Given the obsessive attention routinely paid to what Michelle Obama or Samantha Cameron wears, it struck me that when Michelle Bachelet was sworn in as president of Chile this month, no one mentioned what she wore: a long navy jacket and matching skirt with a red, white and blue presidential sash.

Even more notably, in a photo taken that day, Bachelet was sandwiched between Brazil’s president Dilma Rousseff, who was wearing a black straight skirt and a black and white plaid collarless jacket with black lace appliqué, and Argentina’s president Cristina Fernández de Kirchner, in a white lace dress under a white car coat with white open-toe platform pumps. And no one said anything about them either.

When a huge hoo-ha was made about Hillary Clinton’s clothes during her last presidential run, her response was that no one would care what she wore if she was a man. So you’d have thought that the wardrobes of these female leaders would have come in for forensic media examination.

It seems to me there are two possible reasons why they didn’t: either these leaders are the exceptions that prove the rule alluded to by Clinton; or they are a clear signal that it is time for a new rule.

Fernández was famous, initially, for her floral dresses and hyper-feminine choices. Then she was famous for wearing only black – but a different black outfit every day – after her husband, former Argentine president Néstor Kirchner, died in 2010. Then, in January, after an operation for a bloodclot in her brain, she began appearing again in public in mainly white outfits, all of which speaks to such obvious symbolism (mourning, rebirth, purity of intention, and so on) that it’s hard to imagine pundits not seizing on semiotics.

Yet while she got some slack for the amount of money her many outfits and Birkin bags must have cost, they sparked nothing like the amount of wordage (or umbrage) that similar choices would probably have created elsewhere. Of course, as a friend in South America points out, that could be because other things Fernández is doing simply spark more umbrage. But, still, is it a coincidence that Laura Chinchilla, president of Costa Rica, appeared on Vanity Fair’s 2013 best-dressed politicians list (the only one of the Latin American leaders to make it) while back home, though considered a “power dresser”, her clothes choices go largely unexamined? I doubt it.

Is this a cultural thing, indicating an ease with the idea of female power in Latin America that North America and Europe simply have not yet achieved? Is it an example of geopolitical elitism – that those in fashion-obsessed countries simply don’t pay much attention to leaders in southern states? Or is it an indication that after decades of inequality when it comes to the way we talk about and judge male and female politicians, the playing field is starting to level?

The answer, to some extent, is all of the above; a friend who is a Latin America specialist points out two streams of stereotype when it comes to Latin American women and dress. One is they will be well-groomed and look a certain way. The other leans on the Guevara/Castro revolutionary idea of utilitarian clothing; how leaders look simply fulfils expectations.

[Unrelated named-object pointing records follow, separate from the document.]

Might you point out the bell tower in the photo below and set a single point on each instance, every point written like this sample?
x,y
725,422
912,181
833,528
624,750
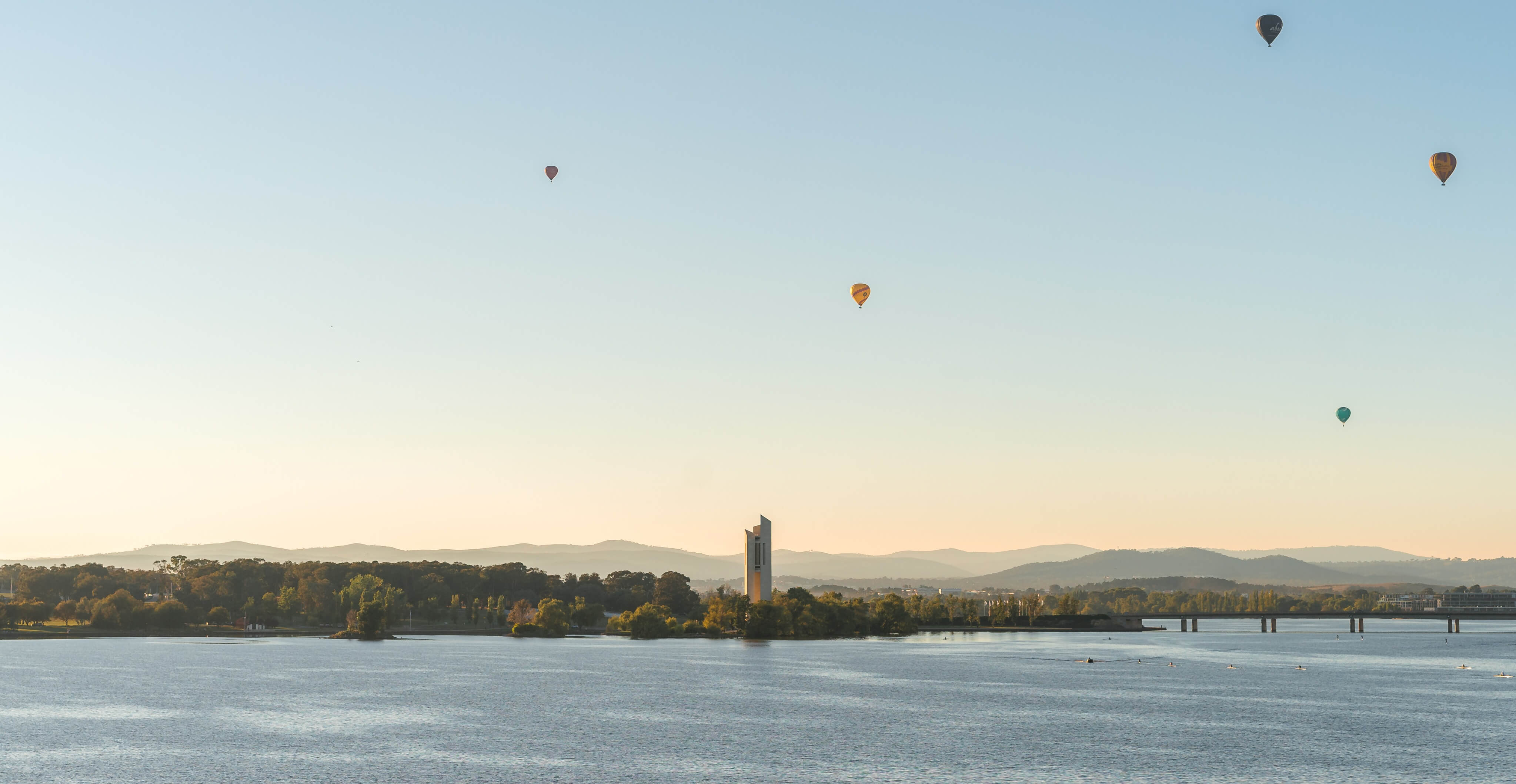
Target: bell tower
x,y
759,574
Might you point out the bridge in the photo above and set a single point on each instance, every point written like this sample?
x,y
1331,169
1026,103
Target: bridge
x,y
1269,622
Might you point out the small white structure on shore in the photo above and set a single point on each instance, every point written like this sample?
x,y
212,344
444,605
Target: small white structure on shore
x,y
759,575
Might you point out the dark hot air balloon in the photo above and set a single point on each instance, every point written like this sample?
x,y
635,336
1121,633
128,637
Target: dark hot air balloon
x,y
1269,28
1442,164
860,293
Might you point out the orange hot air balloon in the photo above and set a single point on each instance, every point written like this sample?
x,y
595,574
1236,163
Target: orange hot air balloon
x,y
1442,164
860,293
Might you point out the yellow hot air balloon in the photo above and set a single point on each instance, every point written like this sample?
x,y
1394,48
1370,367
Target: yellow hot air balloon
x,y
1442,164
860,293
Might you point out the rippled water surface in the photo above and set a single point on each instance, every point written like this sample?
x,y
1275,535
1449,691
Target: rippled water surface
x,y
965,707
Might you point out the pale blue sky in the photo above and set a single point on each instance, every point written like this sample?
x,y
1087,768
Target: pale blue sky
x,y
295,275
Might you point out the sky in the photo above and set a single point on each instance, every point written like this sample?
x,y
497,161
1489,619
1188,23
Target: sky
x,y
293,275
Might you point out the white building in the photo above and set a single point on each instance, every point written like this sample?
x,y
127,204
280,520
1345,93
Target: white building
x,y
759,575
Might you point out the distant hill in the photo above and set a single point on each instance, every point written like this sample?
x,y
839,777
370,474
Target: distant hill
x,y
1182,562
611,556
983,563
1435,571
1323,556
1063,565
557,559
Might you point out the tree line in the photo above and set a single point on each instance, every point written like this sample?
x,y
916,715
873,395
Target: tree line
x,y
370,598
257,592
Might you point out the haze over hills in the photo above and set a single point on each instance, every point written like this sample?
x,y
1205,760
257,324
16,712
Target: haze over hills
x,y
1065,565
1333,554
615,556
1182,562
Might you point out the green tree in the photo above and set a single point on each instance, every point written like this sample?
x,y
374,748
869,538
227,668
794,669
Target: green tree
x,y
117,612
552,616
369,621
170,615
522,612
288,601
584,615
891,616
725,612
650,622
768,619
674,592
628,590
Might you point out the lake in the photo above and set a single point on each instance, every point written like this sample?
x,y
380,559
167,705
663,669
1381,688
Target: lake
x,y
934,707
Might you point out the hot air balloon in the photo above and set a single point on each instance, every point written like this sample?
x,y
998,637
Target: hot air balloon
x,y
1269,28
1442,164
860,293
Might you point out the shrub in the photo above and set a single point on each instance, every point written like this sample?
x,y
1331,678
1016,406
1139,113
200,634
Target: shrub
x,y
765,621
891,616
650,622
169,615
552,616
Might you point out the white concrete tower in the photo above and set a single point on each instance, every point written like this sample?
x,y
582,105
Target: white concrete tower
x,y
759,582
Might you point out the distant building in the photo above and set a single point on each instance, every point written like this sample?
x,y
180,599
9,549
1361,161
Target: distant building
x,y
1452,603
759,577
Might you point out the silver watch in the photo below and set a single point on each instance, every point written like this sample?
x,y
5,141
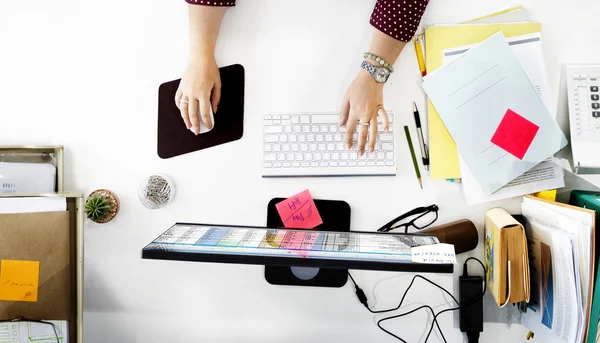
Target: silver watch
x,y
381,74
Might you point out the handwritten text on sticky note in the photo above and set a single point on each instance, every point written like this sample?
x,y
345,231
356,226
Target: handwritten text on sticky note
x,y
19,280
434,254
299,211
515,134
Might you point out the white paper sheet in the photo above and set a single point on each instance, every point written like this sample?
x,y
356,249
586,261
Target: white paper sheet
x,y
30,332
546,175
32,204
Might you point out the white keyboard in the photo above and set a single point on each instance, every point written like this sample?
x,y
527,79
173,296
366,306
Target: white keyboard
x,y
313,145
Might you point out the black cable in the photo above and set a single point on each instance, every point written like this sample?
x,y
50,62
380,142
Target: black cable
x,y
21,319
363,300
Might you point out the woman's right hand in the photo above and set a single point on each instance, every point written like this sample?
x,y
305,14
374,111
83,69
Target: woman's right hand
x,y
199,90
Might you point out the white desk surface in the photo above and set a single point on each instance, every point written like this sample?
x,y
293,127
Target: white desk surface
x,y
85,74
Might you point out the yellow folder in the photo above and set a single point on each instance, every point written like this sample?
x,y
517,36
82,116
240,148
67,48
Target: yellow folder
x,y
442,149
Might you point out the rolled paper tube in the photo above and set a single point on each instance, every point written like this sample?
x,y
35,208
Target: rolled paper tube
x,y
461,233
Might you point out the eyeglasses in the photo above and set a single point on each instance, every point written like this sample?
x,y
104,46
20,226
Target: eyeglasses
x,y
425,216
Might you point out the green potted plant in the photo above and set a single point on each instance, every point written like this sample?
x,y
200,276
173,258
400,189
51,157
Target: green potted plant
x,y
101,206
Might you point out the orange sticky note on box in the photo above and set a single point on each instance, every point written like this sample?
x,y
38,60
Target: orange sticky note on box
x,y
19,280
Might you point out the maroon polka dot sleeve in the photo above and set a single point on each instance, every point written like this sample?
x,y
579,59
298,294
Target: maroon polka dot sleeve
x,y
398,18
212,2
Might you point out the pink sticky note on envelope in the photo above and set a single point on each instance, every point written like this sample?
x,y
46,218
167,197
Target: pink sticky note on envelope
x,y
299,211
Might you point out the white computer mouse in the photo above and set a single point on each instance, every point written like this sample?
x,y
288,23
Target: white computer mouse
x,y
203,128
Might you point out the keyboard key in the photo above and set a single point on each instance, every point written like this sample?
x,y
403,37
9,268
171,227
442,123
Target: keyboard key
x,y
274,129
386,138
271,138
325,118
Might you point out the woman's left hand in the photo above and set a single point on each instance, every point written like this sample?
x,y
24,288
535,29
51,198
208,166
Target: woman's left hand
x,y
362,104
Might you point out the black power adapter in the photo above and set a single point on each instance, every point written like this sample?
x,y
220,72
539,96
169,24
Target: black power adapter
x,y
471,305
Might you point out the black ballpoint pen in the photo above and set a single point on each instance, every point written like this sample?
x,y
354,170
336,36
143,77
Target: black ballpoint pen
x,y
424,152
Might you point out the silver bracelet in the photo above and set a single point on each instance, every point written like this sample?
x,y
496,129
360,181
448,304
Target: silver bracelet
x,y
379,60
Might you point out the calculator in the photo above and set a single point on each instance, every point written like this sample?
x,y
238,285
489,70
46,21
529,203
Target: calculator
x,y
583,85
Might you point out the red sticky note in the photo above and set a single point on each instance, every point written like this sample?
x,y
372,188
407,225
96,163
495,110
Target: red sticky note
x,y
299,211
515,134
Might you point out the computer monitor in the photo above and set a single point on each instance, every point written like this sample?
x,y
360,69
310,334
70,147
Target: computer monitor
x,y
290,247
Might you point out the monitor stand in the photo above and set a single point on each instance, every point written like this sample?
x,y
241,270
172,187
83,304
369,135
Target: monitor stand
x,y
336,217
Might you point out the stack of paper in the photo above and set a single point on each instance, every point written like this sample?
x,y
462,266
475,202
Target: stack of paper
x,y
447,44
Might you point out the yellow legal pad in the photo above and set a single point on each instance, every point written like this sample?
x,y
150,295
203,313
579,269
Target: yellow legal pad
x,y
442,149
19,280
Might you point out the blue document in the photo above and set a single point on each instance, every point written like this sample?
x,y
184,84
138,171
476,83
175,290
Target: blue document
x,y
494,113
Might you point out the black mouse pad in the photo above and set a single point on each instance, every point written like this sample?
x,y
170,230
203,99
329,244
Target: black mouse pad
x,y
175,139
336,217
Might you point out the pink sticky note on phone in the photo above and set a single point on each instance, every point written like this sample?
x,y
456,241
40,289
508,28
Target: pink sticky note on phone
x,y
299,211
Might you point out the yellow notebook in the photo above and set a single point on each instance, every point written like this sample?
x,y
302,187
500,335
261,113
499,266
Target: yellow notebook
x,y
442,149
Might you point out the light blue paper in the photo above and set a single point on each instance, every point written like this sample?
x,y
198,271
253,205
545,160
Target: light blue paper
x,y
472,95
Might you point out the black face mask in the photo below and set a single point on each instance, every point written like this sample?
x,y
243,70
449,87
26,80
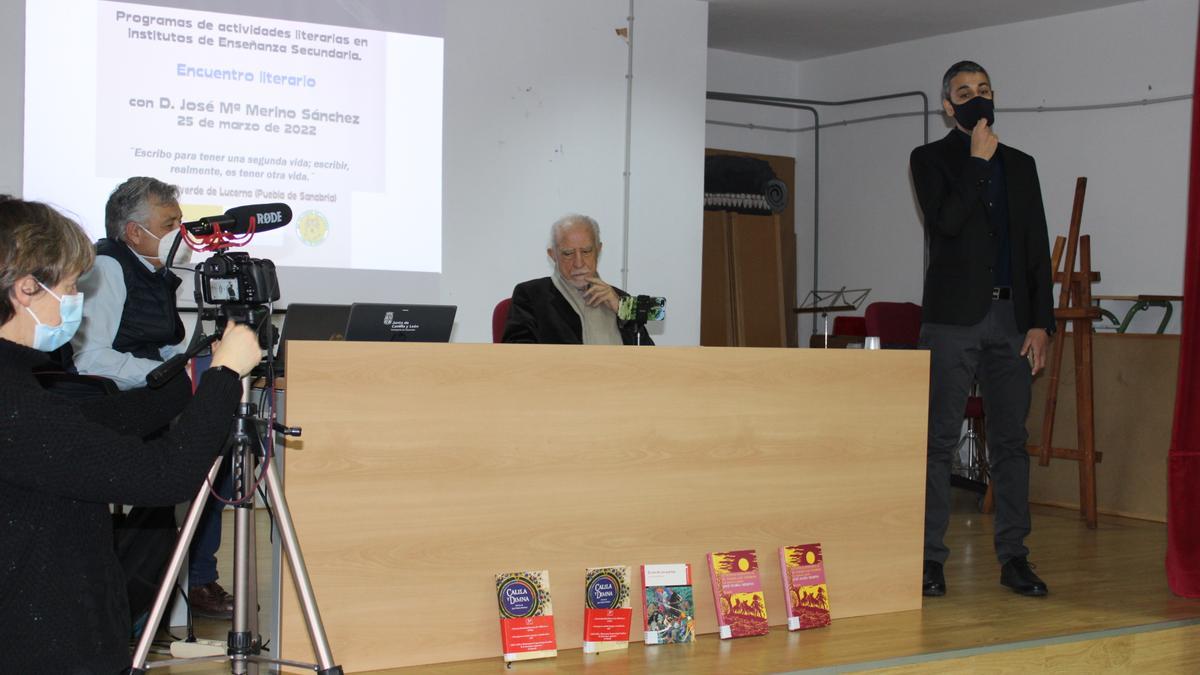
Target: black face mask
x,y
967,114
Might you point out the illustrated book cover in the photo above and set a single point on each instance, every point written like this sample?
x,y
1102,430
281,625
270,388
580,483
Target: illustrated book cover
x,y
607,613
804,586
527,616
737,593
670,614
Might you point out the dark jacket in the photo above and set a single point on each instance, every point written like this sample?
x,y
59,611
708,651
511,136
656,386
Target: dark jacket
x,y
63,601
149,320
540,314
951,187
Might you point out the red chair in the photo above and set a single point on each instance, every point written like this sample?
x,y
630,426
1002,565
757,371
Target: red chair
x,y
853,326
897,324
499,317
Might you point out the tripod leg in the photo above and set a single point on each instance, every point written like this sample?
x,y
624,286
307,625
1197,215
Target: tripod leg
x,y
173,567
299,573
244,640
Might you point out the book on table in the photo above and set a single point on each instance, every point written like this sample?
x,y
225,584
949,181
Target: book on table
x,y
737,593
670,615
527,615
804,586
606,609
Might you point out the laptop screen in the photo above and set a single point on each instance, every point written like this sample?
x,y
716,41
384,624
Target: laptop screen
x,y
400,323
312,322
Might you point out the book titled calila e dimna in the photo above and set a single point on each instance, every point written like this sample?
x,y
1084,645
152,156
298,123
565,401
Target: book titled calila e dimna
x,y
606,611
527,616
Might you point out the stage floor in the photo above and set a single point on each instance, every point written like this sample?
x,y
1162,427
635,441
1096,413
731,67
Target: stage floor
x,y
1108,605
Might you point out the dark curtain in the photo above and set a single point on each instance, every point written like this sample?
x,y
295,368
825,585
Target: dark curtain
x,y
1183,463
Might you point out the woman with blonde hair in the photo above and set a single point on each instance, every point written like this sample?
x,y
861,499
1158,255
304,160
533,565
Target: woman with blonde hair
x,y
63,602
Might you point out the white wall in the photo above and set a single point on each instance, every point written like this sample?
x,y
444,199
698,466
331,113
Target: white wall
x,y
1135,159
535,129
12,78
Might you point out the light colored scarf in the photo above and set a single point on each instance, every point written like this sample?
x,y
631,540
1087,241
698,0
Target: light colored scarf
x,y
599,322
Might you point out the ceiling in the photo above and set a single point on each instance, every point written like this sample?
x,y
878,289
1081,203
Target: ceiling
x,y
807,29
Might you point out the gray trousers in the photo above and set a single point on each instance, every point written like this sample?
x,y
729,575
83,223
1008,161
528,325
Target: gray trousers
x,y
989,350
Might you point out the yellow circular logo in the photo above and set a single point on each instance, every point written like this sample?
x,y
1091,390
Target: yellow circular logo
x,y
312,227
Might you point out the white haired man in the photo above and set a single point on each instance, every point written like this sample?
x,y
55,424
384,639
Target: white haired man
x,y
574,305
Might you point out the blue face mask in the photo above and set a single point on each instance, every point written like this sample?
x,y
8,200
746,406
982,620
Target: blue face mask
x,y
49,338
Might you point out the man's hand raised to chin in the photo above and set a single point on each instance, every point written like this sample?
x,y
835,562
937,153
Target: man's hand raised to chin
x,y
600,293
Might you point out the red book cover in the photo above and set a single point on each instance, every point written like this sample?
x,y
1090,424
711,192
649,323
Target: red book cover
x,y
527,616
737,593
669,617
804,586
606,613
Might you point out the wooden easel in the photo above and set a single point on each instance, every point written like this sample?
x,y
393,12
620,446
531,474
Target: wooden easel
x,y
1074,306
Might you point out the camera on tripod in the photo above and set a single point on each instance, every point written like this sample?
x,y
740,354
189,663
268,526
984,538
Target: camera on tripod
x,y
237,286
237,279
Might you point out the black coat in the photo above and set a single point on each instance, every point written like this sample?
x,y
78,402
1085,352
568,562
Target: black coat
x,y
951,189
540,314
63,603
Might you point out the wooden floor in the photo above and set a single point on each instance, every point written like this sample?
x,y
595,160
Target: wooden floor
x,y
1109,609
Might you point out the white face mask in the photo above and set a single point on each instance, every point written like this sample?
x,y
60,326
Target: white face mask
x,y
183,255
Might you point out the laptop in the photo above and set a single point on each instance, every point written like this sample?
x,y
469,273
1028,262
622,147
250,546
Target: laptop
x,y
311,322
371,322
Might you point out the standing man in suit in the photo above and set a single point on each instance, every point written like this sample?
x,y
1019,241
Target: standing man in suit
x,y
988,311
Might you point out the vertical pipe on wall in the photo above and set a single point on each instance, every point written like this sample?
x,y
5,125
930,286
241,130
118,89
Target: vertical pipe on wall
x,y
629,145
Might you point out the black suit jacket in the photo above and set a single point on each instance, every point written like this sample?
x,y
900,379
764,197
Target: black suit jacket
x,y
951,189
540,314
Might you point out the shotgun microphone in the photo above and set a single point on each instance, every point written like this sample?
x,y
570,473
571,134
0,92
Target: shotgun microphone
x,y
238,220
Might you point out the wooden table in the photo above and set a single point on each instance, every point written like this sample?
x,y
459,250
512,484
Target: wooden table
x,y
426,469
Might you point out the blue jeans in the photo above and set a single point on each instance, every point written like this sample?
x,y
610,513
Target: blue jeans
x,y
202,555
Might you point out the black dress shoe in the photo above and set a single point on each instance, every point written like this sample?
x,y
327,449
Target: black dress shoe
x,y
933,579
1018,575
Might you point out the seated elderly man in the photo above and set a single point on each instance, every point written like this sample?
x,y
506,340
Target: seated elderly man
x,y
574,305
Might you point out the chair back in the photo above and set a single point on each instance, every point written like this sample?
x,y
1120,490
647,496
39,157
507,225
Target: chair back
x,y
499,317
850,326
897,324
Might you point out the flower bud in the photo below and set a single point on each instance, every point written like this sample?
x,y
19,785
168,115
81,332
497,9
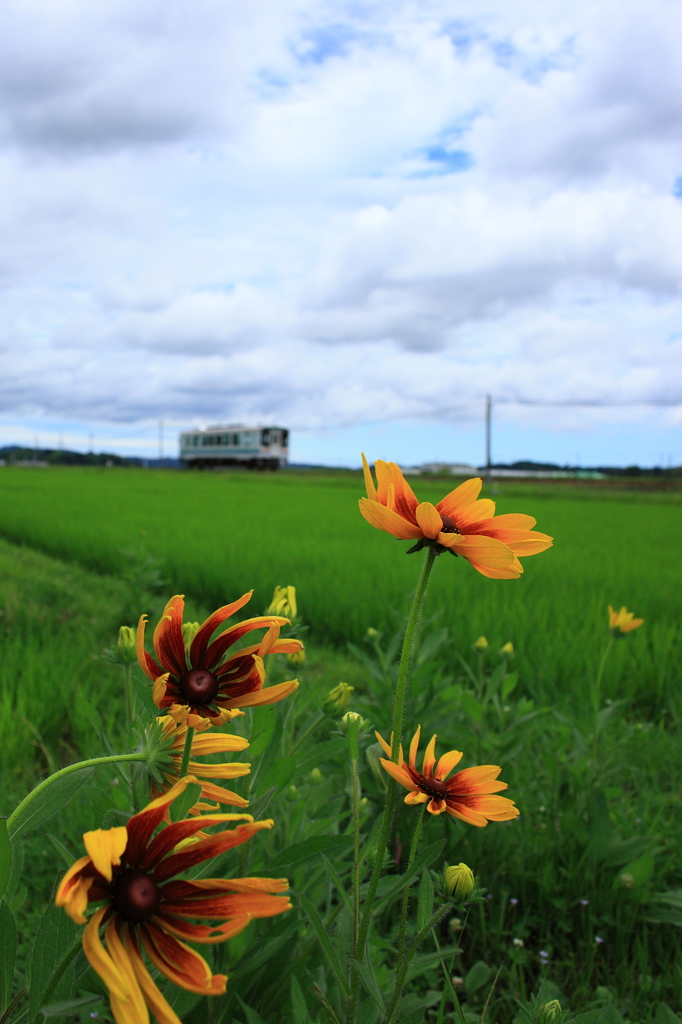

But there is also a more strategic – and universal – factor at work. While Fernández clearly uses her wardrobe as a means of public communication, Bachelet and Rousseff seem to have adopted the Angela Merkel approach to dressing: adopt a uniform.

In Merkel’s case, it is a pair of straight-cut trousers paired with a contrast three-button jacket with diagonal pockets by German designer Bettina Schoenbach. For Bachelet, it is a tone-on-tone skirt suit. For Rousseff, it is a straight skirt and jacket with three-quarter length sleeves. Apparently, 80 per cent of her wardrobe involves three-quarter length sleeves. The idea being that, like her clothing choices, she is steady and reliable.

Dressing this way has another strategic advantage: once the uniform has been noted, there is really nothing more to say about it. And in case you think this has not been fully digested by the women in question, consider that when Rousseff decided to stand for election for her first term in 2010, she got a new hair-do and changed her smile but refused Brazilian designer Alexandre Herchcovitch’s efforts to make her wardrobe more interesting.

By contrast, Michelle Obama and Samantha Cameron provide endless fodder for clothing chat because they do not have a uniform; they change clothes continually because they see part of their job as First Partner as promoting their respective fashion industries. By acting as the physical equivalents of global shop windows, they continually give observers something new to say.

In other words, perhaps this is not a gender thing after all but a job thing. And, perhaps, it’s time we started addressing the difference. Pun intended.